The heart of Christian social action
I was in a meeting with some great people all sharing stories and reports of how they were serving communities in need. Some talked about their programmes, some about church mission and some about the Kingdom of God. And I found myself getting more and more uncomfortable. I wasn’t disturbed by their activity or by their motivations but by the fact that something was missing from the conversation. Or rather someone was missing. Jesus.
We were talking about what He was inspiring, doing and equipping, but we were not talking about Him.
He was the unseen guest in our work. We substituted less contentious words for Him- programme, church, faith community, the Kingdom of God. All of which are fine and good words but all of which can nudge the Lord Jesus to the sidelines. 1 Corinthians 1:18-3 is all about not substituting the person of Jesus Christ for other great things like wisdom or signs. Verses 22-24 sets it out clearly.
Jews demand signs and Greeks look for wisdom, but we preach Christ crucified: a stumbling block to Jews and foolishness to Gentiles, but to those whom God has called, both Jews and Greeks, Christ the power of God and the wisdom of God.
So I get nervous when we don’t talk about Him. When we use more acceptable words. He is a stumbling block to some and foolishness to others and lots of people get uncomfortable when we start talking about our love of the Lord Jesus, relationship with Him and how much he means to us. Yet it is He who is the power and wisdom of God not our great programmes, communities and activities.
One of my big fears as we understand our faith in the context of serving the last, the least and the lost is that we drift away from our dependency on, service to, and worship of, Christ. I don’t think that service/love of others and service/love of Christ are real choices or opposites. I think it is impossible to adequately do either in isolation from the other.
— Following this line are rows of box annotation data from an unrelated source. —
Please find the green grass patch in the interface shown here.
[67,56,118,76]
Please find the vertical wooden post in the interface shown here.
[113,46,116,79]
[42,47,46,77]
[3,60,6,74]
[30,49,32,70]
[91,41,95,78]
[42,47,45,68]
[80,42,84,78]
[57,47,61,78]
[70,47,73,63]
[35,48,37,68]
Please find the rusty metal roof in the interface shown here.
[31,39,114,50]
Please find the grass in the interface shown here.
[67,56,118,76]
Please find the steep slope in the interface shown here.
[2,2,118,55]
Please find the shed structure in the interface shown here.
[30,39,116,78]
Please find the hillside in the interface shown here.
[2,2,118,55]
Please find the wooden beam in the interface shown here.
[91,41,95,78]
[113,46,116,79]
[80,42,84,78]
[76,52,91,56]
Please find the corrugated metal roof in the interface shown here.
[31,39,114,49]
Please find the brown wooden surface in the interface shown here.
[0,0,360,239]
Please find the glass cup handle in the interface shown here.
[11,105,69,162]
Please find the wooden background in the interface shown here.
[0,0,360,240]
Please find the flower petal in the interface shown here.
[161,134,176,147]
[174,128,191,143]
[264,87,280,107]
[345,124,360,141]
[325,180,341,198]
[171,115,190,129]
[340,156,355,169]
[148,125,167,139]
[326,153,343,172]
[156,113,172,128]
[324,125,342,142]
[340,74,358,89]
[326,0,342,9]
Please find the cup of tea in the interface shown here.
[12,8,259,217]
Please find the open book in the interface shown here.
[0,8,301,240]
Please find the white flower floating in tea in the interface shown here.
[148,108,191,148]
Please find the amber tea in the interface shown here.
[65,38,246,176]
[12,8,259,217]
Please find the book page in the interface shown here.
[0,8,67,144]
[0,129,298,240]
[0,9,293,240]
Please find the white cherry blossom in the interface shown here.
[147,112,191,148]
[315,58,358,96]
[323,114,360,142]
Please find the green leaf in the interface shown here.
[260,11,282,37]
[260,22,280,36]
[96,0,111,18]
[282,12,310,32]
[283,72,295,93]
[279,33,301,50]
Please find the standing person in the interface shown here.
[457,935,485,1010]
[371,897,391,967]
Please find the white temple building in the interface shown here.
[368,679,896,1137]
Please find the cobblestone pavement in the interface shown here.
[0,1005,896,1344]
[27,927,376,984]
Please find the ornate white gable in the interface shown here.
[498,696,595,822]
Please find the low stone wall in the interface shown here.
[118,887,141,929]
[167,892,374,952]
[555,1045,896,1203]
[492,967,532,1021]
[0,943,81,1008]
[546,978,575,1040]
I also think that history tells us that dividing these aspects has been the frontline of spiritual warfare and that many good people who have been concerned to serve the world have lost their grip on Jesus. Likewise many good people who have been concerned with staying true to Christ have withdrawn from the world. The call of God in our time is to hold these things together. Because it is a place of spiritual warfare, and because we tend to come from one of these two traditions we struggle with understanding and imagining this integral path. We must stay faithful in the fight. I think Pope John Paul 11 expressed it more clearly than I have ever seen.
‘It is true that the inchoate reality of the Kingdom can also be found beyond the confines of the Church among peoples everywhere, to the extent that they live ‘gospel values’ and are open to the working of the Spirit who breathes where and when he will.But it must immediately be added that this temporal dimension of the Kingdom remains incomplete unless it is related to the Kingdom of Christ present in the church and straining towards eschatological fullness….The kingdom of God is not a concept, doctrine or a programme subject to free interpretation, but is before all else a person with the face and name of Jesus of Nazareth, the image of the invisible God’
It is this person- with a name and a face- who is the heart of Christian social action. Is he the unseen guest or the honoured guest in your work?